Комментарий | 0

Чтение

 
 
 
 
 
 
 
Старость Робинзона
 
(Даниель Дефо. Жизнь и удивительные приключения Робинзона Крузо)
 
 
            
         История – это лестница Иакова, по которой ангелы сходят с неба.
                                                                                О. Мандельштам
 
 
Старость – это не дар и не резервуар
памяти, это лестница, по которой
черти спускаются на работу.
Я когда-то был Робинзон
и учился у местных лар
петь песню о доме,
не перевирая ноты.
 
И, стоя на острове, величиною с мыс
какой-нибудь доброй надежды,
я построил двери,
не потому что был практический смысл,
а чтобы отстоять своё право на слово «верить».
 
Я заплатил за жизнь собою. Но случился дефолт:
меня увезли в старость и сделали экспонатом.
Теперь я дедушка Робин. Читаю внукам Дефо,
учу их правилам поведения образцовых пиратов.
 
Я тащу с собой ко дну не праздный вопрос:
бессмертны ли лары, учившие петь о доме?
Если нет – то останется песня, которую я унёс.
И где-то посеял.
                                     И ничего кроме.
 
 
 
 
 
К Чеславу Милошу
(Чеслав Милош. Это. Второе пространство)
 
 
***
Видел я наяву, как вороньё грызло, терзало
чью-то живую плоть – птицы, должно быть, певчей.
Алый комок дышал ещё, в смерть не веря,
и, казалось, боль отдельно жила,
песней последней, неспетой
в тёмном небе дышала.
 
Одета
в толстую кожу лунного света,
сны переваривая, спит ночь.
Смотрю в снег листа, усыпанный словами –
вороньём, но
читаю зиму во вдоха-мороза строгой раме.
 
«Трагедии подобает оправа», - ты написал и
умер. Остались на могиле числа.
С содранной кожей, алым
было твоё слово, Чеслав.
 
Как рассказать
о тебе, уведшем небо с собою в землю? Я не умею
соединить чёрное и белое в алое,
вдох-мороз удержать,
и от вороньих стай зима всё теплее,
и вдох уже выдохом повернул вспять…
 
 
 
 
Разговор с Гонсало Рохасом о бабочке
 
(Гонсало Рохас. Реквием по погибшей бабочке)
 
 
                                …выползем наконец из кокона страха:
                                                и что ж там, красавица?

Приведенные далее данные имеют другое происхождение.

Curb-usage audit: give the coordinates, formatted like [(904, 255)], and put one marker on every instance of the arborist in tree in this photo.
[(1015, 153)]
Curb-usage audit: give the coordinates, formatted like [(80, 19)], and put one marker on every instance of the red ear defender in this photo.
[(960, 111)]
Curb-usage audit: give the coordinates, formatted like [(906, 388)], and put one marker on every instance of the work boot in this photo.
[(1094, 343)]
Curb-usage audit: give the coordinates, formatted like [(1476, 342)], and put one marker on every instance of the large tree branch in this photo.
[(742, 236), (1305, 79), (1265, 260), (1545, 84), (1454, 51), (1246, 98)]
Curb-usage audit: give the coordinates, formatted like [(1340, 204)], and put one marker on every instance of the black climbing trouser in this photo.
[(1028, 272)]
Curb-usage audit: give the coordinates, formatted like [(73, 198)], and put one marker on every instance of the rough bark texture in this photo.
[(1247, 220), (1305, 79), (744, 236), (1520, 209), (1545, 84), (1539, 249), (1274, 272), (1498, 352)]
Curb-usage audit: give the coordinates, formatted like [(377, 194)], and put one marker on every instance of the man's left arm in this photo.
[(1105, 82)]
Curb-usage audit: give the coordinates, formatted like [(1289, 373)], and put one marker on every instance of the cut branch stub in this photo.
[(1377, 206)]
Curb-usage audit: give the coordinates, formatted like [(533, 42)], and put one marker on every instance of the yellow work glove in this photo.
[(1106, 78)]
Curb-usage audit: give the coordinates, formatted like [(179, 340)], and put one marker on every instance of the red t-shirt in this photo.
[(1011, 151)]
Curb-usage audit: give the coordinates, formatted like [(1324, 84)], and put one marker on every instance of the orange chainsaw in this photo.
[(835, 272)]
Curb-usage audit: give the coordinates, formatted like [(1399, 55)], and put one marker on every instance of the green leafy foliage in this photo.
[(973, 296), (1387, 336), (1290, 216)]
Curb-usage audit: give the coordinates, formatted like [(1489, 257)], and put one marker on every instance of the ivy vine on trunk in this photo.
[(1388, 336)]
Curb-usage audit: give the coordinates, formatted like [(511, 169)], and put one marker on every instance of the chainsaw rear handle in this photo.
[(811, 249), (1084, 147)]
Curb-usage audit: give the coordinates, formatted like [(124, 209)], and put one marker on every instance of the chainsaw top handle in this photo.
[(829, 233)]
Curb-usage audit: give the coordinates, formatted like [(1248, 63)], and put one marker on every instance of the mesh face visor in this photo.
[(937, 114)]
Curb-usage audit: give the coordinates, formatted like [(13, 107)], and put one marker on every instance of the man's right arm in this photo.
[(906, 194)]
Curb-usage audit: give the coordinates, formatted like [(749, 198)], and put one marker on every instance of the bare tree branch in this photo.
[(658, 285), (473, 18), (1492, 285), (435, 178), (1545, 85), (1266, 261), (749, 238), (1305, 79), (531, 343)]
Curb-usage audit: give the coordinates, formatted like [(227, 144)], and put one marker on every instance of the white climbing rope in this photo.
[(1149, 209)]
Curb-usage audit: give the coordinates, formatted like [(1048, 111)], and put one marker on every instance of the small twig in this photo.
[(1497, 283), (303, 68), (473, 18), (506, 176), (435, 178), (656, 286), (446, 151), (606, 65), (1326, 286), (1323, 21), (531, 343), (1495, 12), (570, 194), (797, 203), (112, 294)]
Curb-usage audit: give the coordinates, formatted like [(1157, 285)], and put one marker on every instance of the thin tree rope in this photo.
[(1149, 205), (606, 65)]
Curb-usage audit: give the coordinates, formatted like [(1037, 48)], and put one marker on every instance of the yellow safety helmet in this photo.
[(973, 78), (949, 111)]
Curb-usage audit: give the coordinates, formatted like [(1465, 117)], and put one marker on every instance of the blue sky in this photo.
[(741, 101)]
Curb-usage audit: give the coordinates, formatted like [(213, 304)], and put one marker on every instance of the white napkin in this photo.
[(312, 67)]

                                                Ты, всё ещё возлежащая
                                на роскошном ложе своей красоты, открой нам, как
                                                или хотя бы когда.
 
                                      (Перевод Ек. Хованович)
 
***
«Когда?» – нет такого вопроса, Гонсало,
да и вопрос «как?» - надуман.
Просто выползем из кокона страха, -
вот тогда и так.
Кокон страха – эти вопросы, Гонсало.
Мы летим из бездны в бездну,
посмотри вниз и посмотри вверх –
там нет ни низа, ни верха,
и нельзя разбиться о слова
рождение и смерть.
Мы оказались в коконе страха, Гонсало,
чтобы познать пространство и время –
тесноту и боль,
чтобы наши страхи догнали друг друга,
сделав кокон  еще прочнее.
 
Это всего лишь слова, Гонсало и в их тени
на роскошном ложе своей красоты,
приколотая к нему вопросами
«когда?», «как?» и «что там?»,
возлежит твоя бабочка.
Оторви взгляд от неё, Гонсало,
оторви пришитый к ней намертво взгляд –
ей не будет больно,
да и тебе – не больнее, чем когда взгляд пришит.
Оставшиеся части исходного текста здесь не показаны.